Thursday, May 12, 2016

New Jersey's Nick's law named after a Bucks County man who died of an overdose

Posted: Thursday, April 21, 2016 
Alba Herrera 

In the shower that horrible morning, Alba Herrera recited a quiet prayer for her oldest son.

“Please God, help my son make the right decision. Please keep him on the right path.”
Nick Rohdes had gotten sober five times in four years. He had hit bottom so many times that Herrera had wondered if the 24-year-old would ever find his way back for good.
But this time, the Middletown woman was feeling more hopeful than she had in the past. Rohdes liked his new recovery house, where he was offered a position as manager. He also was doing well in his new job as a membership consultant at a gym.
The night before, he asked to spend the night at her apartment. The forecast called for snow, her place was closer to his work, and there was an early 12-step group meeting he could attend before he went to the gym. Herrera remembered thinking her little boy was behaving like a responsible adult.
As she prepared to leave for work the next day, Herrera noticed Nick wasn’t sleeping on the couch as usual. Then she saw a light near her work area across the living room.  
She found Rohdes seated behind her desk. His lips were blue, his skin was cold, his toes were stiff and curled. Later, she found a clear plastic bag nearby. It was stamped “Game Over.”
Finding her son dead of a heroin overdose wasn’t the only shock Herrera experienced on that February day two years ago. She soon learned that the day before, he had been kicked out of the Lambertville, New Jersey, recovery house where he was living.
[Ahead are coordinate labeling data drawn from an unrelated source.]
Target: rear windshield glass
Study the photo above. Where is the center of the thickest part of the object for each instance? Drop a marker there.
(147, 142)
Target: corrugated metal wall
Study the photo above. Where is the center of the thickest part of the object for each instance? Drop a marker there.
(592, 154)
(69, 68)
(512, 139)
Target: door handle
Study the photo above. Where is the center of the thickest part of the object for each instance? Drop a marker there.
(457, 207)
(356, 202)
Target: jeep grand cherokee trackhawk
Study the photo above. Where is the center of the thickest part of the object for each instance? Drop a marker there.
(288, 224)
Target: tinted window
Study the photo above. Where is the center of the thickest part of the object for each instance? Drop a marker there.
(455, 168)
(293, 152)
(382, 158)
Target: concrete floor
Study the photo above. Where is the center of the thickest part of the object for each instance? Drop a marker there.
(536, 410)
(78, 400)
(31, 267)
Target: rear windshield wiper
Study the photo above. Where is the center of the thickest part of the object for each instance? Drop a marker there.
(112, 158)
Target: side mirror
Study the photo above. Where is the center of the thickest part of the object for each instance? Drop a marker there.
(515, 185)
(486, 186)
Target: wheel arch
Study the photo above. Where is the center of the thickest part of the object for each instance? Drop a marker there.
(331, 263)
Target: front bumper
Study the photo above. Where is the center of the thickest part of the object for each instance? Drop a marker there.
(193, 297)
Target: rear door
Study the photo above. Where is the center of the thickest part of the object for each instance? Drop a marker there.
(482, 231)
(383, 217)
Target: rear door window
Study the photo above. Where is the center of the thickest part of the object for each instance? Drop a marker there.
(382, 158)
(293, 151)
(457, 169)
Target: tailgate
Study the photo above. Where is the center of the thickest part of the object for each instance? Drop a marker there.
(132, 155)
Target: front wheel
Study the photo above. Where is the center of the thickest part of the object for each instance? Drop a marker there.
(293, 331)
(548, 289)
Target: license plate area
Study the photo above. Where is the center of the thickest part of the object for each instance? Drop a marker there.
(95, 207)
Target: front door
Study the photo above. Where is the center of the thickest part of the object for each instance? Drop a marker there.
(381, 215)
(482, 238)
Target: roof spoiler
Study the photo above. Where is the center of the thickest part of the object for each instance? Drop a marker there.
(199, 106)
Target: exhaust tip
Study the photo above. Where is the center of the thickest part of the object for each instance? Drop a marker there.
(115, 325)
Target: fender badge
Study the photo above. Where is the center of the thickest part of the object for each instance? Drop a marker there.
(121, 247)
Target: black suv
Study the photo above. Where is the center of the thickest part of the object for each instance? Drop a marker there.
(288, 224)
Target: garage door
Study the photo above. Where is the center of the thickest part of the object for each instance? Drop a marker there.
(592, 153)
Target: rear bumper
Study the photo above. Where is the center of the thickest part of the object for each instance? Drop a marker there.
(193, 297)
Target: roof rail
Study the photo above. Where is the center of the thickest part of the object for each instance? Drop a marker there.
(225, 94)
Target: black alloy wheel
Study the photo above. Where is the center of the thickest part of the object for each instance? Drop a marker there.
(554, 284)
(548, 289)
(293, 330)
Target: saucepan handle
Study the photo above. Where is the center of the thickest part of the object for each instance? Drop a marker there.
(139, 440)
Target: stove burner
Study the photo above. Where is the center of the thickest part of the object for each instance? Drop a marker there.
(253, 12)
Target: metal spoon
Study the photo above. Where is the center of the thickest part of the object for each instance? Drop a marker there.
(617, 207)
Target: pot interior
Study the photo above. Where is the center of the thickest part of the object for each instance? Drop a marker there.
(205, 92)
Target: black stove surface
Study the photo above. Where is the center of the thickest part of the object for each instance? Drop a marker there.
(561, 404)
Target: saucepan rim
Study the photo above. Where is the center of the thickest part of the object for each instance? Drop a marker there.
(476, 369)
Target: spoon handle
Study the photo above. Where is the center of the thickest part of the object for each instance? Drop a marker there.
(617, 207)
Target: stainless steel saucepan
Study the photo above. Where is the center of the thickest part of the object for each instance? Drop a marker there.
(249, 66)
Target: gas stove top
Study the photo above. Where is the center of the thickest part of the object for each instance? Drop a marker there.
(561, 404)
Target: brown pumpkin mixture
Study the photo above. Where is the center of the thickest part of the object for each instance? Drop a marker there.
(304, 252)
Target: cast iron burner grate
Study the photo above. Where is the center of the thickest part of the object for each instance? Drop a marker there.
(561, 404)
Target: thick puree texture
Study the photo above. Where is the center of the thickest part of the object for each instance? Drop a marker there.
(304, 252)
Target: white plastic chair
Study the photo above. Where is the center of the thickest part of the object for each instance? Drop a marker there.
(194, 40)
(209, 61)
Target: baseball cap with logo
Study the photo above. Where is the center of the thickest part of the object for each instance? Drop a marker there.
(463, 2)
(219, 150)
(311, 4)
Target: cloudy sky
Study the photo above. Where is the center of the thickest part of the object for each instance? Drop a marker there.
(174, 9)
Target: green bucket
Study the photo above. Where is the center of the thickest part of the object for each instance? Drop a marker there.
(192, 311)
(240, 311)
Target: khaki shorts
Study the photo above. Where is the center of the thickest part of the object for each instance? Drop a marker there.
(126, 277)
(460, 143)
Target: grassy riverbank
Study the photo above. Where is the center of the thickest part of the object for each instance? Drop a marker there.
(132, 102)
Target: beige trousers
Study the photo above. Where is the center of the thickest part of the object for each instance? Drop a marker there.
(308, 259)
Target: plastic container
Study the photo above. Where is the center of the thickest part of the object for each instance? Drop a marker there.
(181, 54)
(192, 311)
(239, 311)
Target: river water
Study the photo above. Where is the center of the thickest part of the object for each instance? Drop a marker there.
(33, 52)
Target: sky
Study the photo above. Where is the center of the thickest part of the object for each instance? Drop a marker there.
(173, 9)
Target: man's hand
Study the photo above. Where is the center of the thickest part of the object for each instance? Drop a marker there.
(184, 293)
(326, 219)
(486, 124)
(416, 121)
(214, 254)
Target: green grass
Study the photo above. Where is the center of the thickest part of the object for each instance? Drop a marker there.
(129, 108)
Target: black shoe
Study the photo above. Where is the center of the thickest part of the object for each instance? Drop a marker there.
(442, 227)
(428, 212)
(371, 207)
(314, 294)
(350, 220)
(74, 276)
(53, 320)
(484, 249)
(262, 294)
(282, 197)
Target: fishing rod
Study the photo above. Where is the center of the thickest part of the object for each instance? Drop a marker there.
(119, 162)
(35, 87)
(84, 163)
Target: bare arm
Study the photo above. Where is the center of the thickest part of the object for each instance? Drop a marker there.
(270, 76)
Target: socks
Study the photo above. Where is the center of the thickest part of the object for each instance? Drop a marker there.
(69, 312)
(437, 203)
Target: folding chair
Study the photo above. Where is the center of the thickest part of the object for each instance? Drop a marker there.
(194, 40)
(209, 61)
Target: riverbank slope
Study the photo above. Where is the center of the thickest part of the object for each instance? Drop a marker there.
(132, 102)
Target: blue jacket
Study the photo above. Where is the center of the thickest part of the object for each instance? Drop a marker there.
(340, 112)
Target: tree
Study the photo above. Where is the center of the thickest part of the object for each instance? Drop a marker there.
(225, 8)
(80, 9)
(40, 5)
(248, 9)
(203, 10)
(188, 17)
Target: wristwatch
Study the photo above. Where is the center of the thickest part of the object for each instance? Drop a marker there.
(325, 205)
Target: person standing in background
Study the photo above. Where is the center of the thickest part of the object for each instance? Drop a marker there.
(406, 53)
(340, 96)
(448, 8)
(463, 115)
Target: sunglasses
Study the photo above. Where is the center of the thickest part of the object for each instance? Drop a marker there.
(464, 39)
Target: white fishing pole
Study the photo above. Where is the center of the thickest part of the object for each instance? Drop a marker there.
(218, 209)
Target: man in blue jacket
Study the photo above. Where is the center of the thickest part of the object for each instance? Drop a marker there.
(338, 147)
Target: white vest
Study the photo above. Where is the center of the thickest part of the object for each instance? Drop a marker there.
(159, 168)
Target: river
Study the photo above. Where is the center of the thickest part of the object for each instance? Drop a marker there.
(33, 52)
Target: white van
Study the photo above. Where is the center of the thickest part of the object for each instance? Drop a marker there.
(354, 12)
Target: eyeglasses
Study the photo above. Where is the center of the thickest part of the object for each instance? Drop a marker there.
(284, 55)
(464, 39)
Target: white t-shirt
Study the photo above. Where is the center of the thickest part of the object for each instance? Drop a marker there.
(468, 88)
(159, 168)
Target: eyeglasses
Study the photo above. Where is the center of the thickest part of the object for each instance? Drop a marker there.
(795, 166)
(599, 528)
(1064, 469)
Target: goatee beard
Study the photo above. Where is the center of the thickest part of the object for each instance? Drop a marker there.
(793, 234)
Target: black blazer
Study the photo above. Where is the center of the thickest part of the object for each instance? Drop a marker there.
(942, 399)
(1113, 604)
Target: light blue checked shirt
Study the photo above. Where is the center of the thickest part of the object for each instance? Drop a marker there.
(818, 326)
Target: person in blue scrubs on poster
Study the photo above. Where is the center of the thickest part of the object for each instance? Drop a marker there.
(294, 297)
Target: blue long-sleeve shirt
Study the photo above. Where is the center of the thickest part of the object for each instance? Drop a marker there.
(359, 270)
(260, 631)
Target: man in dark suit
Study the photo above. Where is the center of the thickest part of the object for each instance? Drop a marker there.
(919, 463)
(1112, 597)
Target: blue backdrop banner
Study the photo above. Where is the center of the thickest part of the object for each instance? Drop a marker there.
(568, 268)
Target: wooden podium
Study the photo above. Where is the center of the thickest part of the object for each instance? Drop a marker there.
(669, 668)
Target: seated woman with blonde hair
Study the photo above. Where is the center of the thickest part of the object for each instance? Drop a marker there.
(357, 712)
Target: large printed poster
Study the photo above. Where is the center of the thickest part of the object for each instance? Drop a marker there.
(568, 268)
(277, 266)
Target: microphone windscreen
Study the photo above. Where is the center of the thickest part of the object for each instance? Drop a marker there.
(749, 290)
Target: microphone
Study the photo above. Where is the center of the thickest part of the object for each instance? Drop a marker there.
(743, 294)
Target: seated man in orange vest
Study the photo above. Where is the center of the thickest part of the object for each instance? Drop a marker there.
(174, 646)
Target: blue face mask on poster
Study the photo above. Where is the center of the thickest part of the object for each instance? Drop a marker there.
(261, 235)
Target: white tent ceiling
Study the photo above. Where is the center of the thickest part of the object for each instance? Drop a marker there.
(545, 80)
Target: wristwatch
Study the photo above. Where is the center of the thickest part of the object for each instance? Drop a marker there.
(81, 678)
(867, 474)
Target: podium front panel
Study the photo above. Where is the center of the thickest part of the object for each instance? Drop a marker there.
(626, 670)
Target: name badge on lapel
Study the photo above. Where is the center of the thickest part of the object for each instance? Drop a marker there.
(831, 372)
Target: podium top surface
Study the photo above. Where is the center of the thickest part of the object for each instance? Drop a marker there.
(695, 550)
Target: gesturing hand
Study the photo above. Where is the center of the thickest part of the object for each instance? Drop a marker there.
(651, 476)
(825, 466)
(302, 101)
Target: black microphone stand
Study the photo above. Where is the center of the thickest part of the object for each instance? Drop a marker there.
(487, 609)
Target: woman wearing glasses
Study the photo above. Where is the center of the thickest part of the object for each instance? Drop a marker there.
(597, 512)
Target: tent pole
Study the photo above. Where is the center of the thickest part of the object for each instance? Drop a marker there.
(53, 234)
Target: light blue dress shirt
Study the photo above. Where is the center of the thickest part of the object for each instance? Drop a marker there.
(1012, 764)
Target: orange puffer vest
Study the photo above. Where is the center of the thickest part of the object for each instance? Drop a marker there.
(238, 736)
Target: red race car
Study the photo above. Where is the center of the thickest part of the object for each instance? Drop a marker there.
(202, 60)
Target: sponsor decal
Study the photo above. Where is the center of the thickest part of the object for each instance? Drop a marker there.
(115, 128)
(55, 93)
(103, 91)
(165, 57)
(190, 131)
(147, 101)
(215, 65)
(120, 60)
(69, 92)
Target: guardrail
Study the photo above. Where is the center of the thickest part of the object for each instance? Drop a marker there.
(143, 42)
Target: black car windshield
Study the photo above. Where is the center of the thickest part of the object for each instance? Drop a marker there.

No one told her had been evicted for using drugs.
Later, she learned the recovery house program that had sounded so promising on its website -- with amenities like a gym, computers and assigned mentors for $650 a month -- was an unlicensed boarding home, according to the state of New Jersey.
Two years later, Herrera has more questions than answers about the weeks before her son’s death.
Why did her son’s name stop appearing on the house’s mandatory sign-in log two months before his death? Why was the wrong date listed on the house’s incident report detailing his eviction? Why did the house manager let her son drive when he knew he was high?
“He could have killed someone on the way (home). He could have killed himself,” she said.
After Rohdes' death, Hererra campaigned for a law that would require recovery houses to alert the next of kin when someone evicted for relapsing. New Jersey Gov. Chis Christie recently signed the legislation creating "Nick's law," which was named after Rohdes.
If she had been notified of the eviction, maybe she could have convinced her son to go back into rehab like she did before, Herrera said. She'll never know. And that's what bothers her the most.
“They’re taking advantage of the parents who are desperate,” Herrera said. “Maybe my son would have died of heroin, but not that night.”